> How is Palantir a loophole?
The big legal loophole is that the government needs a particularized warrant (per the 4th Amendment) to ask for any user data, but if the government buys commercial data, well, there's no warrant needed.
I would also submit that it's possible that sending everything through a giant computer-magic-bullshit-mixer allows you to discriminate on the basis of race while claiming plausible deniability, but SCOTUS has already constructively repealed the 14th Amendment between blessing Kavanaugh stops and the Roberts Court steadily repealing the Voting Rights Act, Bivens claims, etc.
> I would also submit that it's possible that sending everything through a giant computer-magic-bullshit-mixer
See also: Parallel Construction (i.e. evidence tampering) and most of the times a "drug-sniffing" dog is called to "test" something the police already want to search.
> The big legal loophole is that the government needs a particularized warrant (per the 4th Amendment) to ask for any user data, but if the government buys commercial data, well, there's no warrant needed.
Right; but as far as I know Palantir don't sell commercial data. That's my beef with this whole Palantir conspiracy theory.
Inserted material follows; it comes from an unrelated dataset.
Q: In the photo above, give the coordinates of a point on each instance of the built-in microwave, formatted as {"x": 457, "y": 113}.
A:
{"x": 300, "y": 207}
I am far from pro-Palantir but it really feels like they're working as a shield for the pitchforks in this case.
Which has what, exactly, to do with Palantir?
On a somewhat related note, it always bothers me that the discussion is about whether it’s appropriate for the government to buy this sort of data as opposed to whether it is appropriate for anyone to sell, or for that matter collect, that data.
I would prefer if neither the government nor any data brokers or advertisers had this data.